Why Financial Services Firms Need an Integrated Surveillance Approach
- Matt Smith, CEO at SteelEye
- 13.07.2021 09:45 am #financial #compliance
Before delving in, it is important to first establish what Integrated Surveillance is. For some firms, it means stitching together different data sets in order to improve alerting. For others it means managing global rules and all of an organisations’ surveillance obligations through a single platform. While there are varying definitions and opinions, we look at Integrated or Holistic Surveillance as the ability to overlay complex data sets (such as eComms, vComms, trades, orders, market data, news and more) on one platform in order to enhance compliance monitoring, meet multiple regulatory obligations and develop cross-business insight.
An integrated approach is vital in the fight against market abuse and financial crime. Criminal behaviours have two typical identifiers, 1) they start small and then grow and, 2) they are coordinated activities – people do not tend to commit crime with people they do not know. To detect illicit behaviour, firms need to be able to monitor data that can identify relationships and the progression in behaviour – which is only possible when you can combine trading data with communications. Bringing this data together can also enable firms to start preventing financial crime by detecting early warning signs of suspicious behaviour, rather than reacting to it once market abuse had taken place.
Benefits of Integrated Surveillance
While merging data sets that do not naturally work together is difficult to get right, there is a massive upside if executed correctly.
Enhanced compliance
The ability to monitor a wide range of data in tandem allows firms to better identify, investigate and report on risks. It is not feasible to manually monitor employees – surveillance needs to be technology led and data driven, where firms can cast as wide of a net as possible.
When done holistically, surveillance can be done internationally, so it is not about one team, broker, or section. Trading is global and surveillance needs to be, too.

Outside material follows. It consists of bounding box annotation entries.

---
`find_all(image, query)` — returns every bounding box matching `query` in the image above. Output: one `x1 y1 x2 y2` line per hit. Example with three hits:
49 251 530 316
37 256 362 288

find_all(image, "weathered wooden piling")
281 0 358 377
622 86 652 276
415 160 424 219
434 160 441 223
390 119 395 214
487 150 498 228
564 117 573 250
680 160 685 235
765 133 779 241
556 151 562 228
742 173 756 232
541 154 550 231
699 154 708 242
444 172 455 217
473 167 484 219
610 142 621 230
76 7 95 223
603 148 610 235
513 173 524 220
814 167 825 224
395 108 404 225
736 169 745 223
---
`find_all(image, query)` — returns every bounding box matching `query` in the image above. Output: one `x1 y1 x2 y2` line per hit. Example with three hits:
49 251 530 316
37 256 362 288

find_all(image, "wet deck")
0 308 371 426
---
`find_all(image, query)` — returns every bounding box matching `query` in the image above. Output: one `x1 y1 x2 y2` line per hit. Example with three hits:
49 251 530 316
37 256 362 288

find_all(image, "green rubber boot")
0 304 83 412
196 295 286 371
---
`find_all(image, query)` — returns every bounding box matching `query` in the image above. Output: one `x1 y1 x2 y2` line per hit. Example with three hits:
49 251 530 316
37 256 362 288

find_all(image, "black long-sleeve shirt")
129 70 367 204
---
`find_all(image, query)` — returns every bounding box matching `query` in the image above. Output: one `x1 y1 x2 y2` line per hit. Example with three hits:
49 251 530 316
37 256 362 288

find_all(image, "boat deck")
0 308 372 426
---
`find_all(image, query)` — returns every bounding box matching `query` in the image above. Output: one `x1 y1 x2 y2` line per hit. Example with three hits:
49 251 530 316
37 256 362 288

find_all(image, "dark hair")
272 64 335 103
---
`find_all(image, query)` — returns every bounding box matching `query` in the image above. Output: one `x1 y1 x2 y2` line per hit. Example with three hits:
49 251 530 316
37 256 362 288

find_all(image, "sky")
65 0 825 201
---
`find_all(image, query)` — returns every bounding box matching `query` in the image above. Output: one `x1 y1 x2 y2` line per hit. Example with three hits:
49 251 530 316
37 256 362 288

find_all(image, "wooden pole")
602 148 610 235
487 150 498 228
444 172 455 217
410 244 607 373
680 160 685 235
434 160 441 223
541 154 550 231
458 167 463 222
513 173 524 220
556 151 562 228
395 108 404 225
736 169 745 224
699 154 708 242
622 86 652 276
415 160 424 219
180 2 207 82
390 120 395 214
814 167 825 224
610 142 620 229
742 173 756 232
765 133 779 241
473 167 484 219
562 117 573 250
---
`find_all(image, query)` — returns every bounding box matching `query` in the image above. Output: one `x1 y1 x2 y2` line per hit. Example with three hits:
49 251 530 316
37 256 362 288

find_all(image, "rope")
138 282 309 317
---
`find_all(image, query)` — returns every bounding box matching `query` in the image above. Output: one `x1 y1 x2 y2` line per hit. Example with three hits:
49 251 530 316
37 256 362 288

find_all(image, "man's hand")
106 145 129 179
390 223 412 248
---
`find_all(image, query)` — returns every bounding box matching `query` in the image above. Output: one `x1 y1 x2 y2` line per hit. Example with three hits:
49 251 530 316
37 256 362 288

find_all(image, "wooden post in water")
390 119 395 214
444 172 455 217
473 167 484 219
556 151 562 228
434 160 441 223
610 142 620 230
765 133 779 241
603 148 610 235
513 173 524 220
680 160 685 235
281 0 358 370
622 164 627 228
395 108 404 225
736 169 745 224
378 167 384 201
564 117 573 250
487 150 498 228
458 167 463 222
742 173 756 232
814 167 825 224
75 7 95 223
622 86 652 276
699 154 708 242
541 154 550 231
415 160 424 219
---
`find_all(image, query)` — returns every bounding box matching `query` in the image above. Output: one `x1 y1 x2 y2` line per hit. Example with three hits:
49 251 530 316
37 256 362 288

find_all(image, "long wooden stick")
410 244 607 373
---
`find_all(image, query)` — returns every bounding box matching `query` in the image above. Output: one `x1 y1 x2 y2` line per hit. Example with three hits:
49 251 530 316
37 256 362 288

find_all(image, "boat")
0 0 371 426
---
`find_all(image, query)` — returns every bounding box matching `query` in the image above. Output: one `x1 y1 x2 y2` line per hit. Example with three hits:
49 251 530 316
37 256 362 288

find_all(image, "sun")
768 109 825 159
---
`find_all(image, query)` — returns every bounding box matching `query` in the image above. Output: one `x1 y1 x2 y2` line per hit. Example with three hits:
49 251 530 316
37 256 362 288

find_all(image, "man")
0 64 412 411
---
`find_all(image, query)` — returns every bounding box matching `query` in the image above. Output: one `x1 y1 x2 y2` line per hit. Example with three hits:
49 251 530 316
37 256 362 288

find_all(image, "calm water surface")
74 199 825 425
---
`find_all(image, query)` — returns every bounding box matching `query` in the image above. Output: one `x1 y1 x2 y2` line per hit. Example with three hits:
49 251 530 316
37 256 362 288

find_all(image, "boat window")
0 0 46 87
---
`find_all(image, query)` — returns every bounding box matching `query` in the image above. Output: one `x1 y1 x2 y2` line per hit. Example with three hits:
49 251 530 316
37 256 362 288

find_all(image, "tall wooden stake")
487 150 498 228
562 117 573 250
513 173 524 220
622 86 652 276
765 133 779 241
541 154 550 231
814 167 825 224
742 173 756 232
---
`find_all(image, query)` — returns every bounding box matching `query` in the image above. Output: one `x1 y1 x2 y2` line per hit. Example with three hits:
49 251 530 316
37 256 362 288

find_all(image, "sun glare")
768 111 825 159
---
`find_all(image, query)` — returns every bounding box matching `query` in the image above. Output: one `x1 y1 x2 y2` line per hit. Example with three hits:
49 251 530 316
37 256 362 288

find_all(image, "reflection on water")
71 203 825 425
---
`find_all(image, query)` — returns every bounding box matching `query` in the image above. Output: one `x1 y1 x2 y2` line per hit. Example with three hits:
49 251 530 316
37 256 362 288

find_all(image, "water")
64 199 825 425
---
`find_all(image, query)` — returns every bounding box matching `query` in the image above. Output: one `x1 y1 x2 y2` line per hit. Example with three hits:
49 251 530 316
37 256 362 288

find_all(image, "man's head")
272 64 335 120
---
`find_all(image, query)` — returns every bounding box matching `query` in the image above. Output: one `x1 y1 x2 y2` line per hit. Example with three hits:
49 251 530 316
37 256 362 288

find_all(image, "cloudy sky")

Business value beyond compliance
The data captured for surveillance and compliance purposes is hugely valuable and can power analysis far beyond the compliance department – driving performance and revenue. For example, the ability to overlay relationship and communications maps with transaction details, trade outcomes and wider market data can provide valuable insight into the relative performance of different teams, individuals, and even execution speed.
An integrated programme is also a big opportunity to bring together projects across large organisations where many compliance functions still operate in siloes – reducing duplication of work and increasing efficiencies.
Integrated Surveillance is the future
While the reality of holistic surveillance is still far away, there is a real desire in the industry to integrate e-comms and trades on one platform – a great first step on the journey to integrated data.
It is important that firms view the development of an integrated programme as a journey instead of a set project. The data landscape will continue to change, and firms need to focus on deploying a solution that enables them to monitor the data they need today and ingest new data sources tomorrow – where the data captured can be shared with the wider business. Unless these capabilities are developed, the investments into Integrated Surveillance will reap limited reward.